Lunch will be available for $5 purchase

ABSTRACT:
The rise of ethnic conflict and global terrorism has produced new threats since
the end of the Cold War. These threats largely originate in local cultural
contexts colored by culturally unique practices, beliefs and organizations.
Strategic analysts and military officials have recognized the distributed,
culturally based nature of these new threats and have called to add "cultural
intelligence" and sensitivity to religious, ethnic, and cultural sensibilities
to their arsenal; they have put out a call to anthropology, but there has been
frustratingly little progress. A central dilemma researchers and policy makers
face is how to generate social theory that is general, but that can explain a
bewildering array of specific cultural manifestations. I present a theory of
risk taking that holds the promise of explaining the roots of conflict in an
extremely wide array of cultural contexts. Key to this approach is a
computational methodology that flexibly identifies key, culture-specific values,
and measures the degree to which greed or grievance motivates individuals to
take risks with respect to these values.

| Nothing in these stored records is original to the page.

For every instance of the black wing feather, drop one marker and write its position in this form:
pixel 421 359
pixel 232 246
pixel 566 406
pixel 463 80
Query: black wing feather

Applications of this approach have
included coups in ancient states, political mobilization in democracies,
revolutions, the rise of nepotistic elites, tribal political dynamics, terrorist
movements in Palestine, and the internal dynamics among the 911 co-conspirators.
This method permits modeling of complex social systems, and as such, encounters
difficult issues for validation, analogous to those encountered when modeling
complex physical systems.


SPEAKER BIOGRAPHY
Dr. Lawrence A. Kuznar is a professor of anthropology from Indiana University -
Purdue University, Fort Wayne whose specialties include decision theory,
theories of conflict and terrorism, computational modeling, and the ecology of
traditional pastoral societies. He has done field research among Aymara herders
in southern Peru and Navajo sheepherders and cattle ranchers. He has published
articles in journals such as American Anthropologist, Current Anthropology,
Human Ecology, Journal of Quantitative Anthropology, Social Science Computer
Review, and Journal of Anthropological Research, among others. His book
publications include Reclaiming a Scientific Anthropology (Altamira Press,
1996), Awatimarka: The Ethnoarchaeology of an Andean Community (Harcourt Brace,
1995), and two edited volumes, Studying Societies and Cultures (Pergamon Press
2006) and Ethnoarchaeology in Andean South America (International Monographs in
Prehistory 2001). His current research focuses on terrorism, computational
modeling and verification & validation issues in modeling.